Example: Suppose a health-psychology student asks: “In undergraduate students (P), does mindfulness training (I) versus no intervention (C) reduce exam anxiety (O)?” Working the funnel with the numbers in Figure 1: the searches of PubMed, PsycINFO and Scopus return 1,240 records. Removing duplicate hits across the three databases leaves 940 unique records (1,240 − 300 duplicates). Screening titles and abstracts against the criteria excludes 868 that are clearly off-topic (wrong population, wrong outcome, not empirical), leaving 72 for full-text reading (940 − 868 = 72). At full text, 54 are excluded with documented reasons — e.g. 21 had no control group, 18 measured the wrong outcome, 9 were conference abstracts with no extractable data, 6 were not in English. That leaves 72 − 54 = 18 studies in the final review. Of those 18, 12 report comparable standardised anxiety scores, so they are pooled in a meta-analysis; the remaining 6, using different measures, are synthesised narratively. Every number in this chain is reported, so an examiner can reconstruct exactly how 1,240 became 18.
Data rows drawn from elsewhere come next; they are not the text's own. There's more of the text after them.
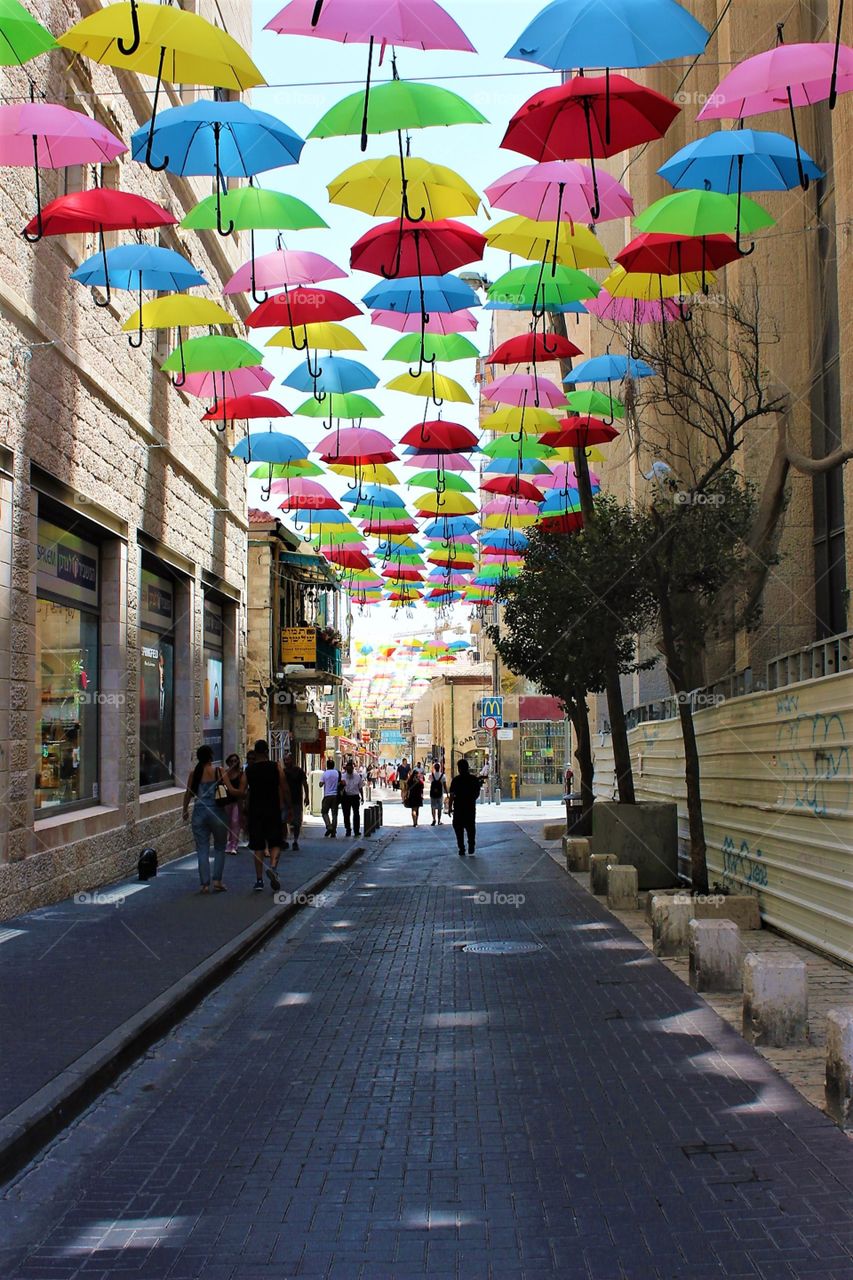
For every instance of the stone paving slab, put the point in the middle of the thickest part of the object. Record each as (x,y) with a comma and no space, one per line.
(366,1100)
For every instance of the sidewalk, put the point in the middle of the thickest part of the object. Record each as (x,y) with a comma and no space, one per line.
(86,973)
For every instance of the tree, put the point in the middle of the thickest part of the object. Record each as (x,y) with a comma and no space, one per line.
(574,612)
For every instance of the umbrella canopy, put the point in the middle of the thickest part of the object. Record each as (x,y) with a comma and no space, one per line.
(21,36)
(609,32)
(533,348)
(393,106)
(374,188)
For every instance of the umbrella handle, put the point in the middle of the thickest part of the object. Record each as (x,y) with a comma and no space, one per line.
(128,50)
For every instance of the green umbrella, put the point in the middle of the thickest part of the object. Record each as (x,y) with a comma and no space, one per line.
(254,209)
(703,213)
(529,287)
(21,36)
(396,106)
(437,347)
(505,447)
(443,480)
(347,405)
(596,402)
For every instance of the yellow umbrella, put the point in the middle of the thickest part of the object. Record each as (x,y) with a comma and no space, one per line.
(160,40)
(429,383)
(448,503)
(322,336)
(651,288)
(576,246)
(375,187)
(532,420)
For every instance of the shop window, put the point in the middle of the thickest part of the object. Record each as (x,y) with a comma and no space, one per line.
(67,668)
(156,676)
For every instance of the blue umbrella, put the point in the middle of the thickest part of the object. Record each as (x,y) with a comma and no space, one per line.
(141,268)
(569,33)
(609,369)
(410,295)
(224,140)
(336,375)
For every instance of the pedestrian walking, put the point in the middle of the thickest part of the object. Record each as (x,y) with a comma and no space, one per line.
(332,789)
(414,795)
(351,800)
(437,792)
(235,808)
(293,810)
(209,791)
(464,791)
(268,794)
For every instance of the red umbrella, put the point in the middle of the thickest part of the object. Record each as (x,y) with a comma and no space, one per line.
(300,306)
(579,433)
(512,487)
(99,210)
(406,247)
(589,117)
(533,348)
(243,407)
(675,255)
(439,437)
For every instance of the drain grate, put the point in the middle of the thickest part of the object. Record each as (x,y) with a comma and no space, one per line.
(502,949)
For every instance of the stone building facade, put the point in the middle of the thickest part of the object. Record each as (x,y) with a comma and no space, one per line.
(122,524)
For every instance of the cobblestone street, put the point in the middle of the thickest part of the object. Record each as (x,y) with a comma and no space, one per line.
(365,1100)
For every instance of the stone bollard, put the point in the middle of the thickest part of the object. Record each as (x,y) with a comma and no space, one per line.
(576,850)
(715,955)
(839,1066)
(621,888)
(671,914)
(775,1000)
(598,864)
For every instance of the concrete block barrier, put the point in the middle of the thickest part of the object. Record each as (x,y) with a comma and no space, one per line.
(775,1000)
(839,1066)
(715,955)
(670,914)
(621,888)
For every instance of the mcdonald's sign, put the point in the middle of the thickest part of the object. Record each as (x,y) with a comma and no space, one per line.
(492,713)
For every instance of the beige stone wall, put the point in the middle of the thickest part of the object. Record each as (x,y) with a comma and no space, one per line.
(100,428)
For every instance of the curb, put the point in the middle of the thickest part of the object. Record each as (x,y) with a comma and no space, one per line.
(32,1124)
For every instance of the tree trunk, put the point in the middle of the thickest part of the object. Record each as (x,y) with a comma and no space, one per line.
(692,773)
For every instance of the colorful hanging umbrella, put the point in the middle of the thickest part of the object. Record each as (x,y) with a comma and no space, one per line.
(589,117)
(21,37)
(169,44)
(45,135)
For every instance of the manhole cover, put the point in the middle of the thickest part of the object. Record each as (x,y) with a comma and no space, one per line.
(502,949)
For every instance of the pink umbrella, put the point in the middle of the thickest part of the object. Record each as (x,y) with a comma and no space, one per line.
(439,321)
(560,190)
(414,24)
(240,382)
(50,136)
(523,389)
(283,268)
(632,310)
(788,76)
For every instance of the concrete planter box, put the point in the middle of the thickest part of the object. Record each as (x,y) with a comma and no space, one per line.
(641,835)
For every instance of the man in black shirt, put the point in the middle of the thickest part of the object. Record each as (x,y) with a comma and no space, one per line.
(463,805)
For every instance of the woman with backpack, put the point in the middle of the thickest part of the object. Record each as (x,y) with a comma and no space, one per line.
(210,791)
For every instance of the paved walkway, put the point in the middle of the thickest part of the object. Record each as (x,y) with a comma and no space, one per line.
(364,1100)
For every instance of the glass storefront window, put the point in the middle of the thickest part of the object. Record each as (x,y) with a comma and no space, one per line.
(156,680)
(543,746)
(67,666)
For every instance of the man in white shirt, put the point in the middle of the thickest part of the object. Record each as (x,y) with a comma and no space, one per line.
(332,780)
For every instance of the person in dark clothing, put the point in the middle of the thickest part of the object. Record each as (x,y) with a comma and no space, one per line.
(463,805)
(268,795)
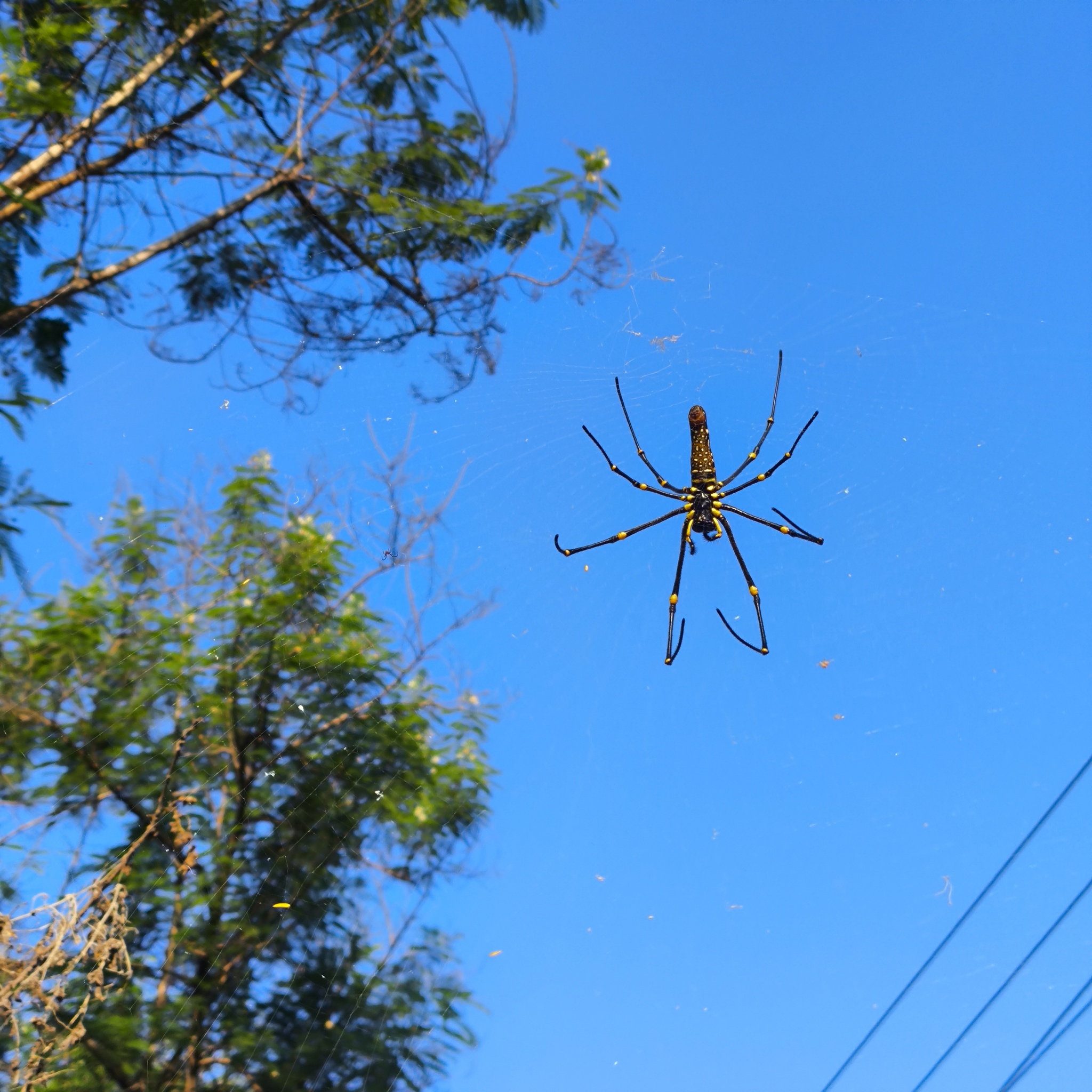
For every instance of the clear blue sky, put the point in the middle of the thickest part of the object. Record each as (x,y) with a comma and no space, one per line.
(899,197)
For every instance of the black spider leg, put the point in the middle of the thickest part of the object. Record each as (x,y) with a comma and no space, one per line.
(640,450)
(632,482)
(761,478)
(799,528)
(799,533)
(675,595)
(615,539)
(769,425)
(754,591)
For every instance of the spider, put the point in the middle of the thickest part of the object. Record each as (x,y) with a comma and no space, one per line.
(704,509)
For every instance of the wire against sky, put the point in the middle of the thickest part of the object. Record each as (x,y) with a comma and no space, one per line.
(1032,1058)
(1005,985)
(951,933)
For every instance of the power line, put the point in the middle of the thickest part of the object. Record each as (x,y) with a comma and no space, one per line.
(951,933)
(1031,1057)
(1000,990)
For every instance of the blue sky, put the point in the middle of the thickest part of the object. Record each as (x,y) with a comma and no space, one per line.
(898,197)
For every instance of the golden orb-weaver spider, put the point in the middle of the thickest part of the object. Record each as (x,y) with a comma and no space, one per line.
(704,509)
Building and documenting the search strategy

The search is the engine of a systematic review: if it misses studies, every later step inherits the gap. Aim for a search that is sensitive (it finds nearly all the relevant studies) even at the cost of returning some irrelevant ones you will screen out later. Start by searching at least three major bibliographic databases so that no single index’s coverage limits you. Scopus and Web of Science are broad, multidisciplinary citation databases; PubMed/MEDLINE is essential for health and biomedical topics; and subject databases such as PsycINFO, CINAHL, ERIC or IEEE Xplore add depth in psychology, nursing, education and engineering respectively. Each database indexes a partly different set of journals, so searching several is what makes the review comprehensive rather than convenient.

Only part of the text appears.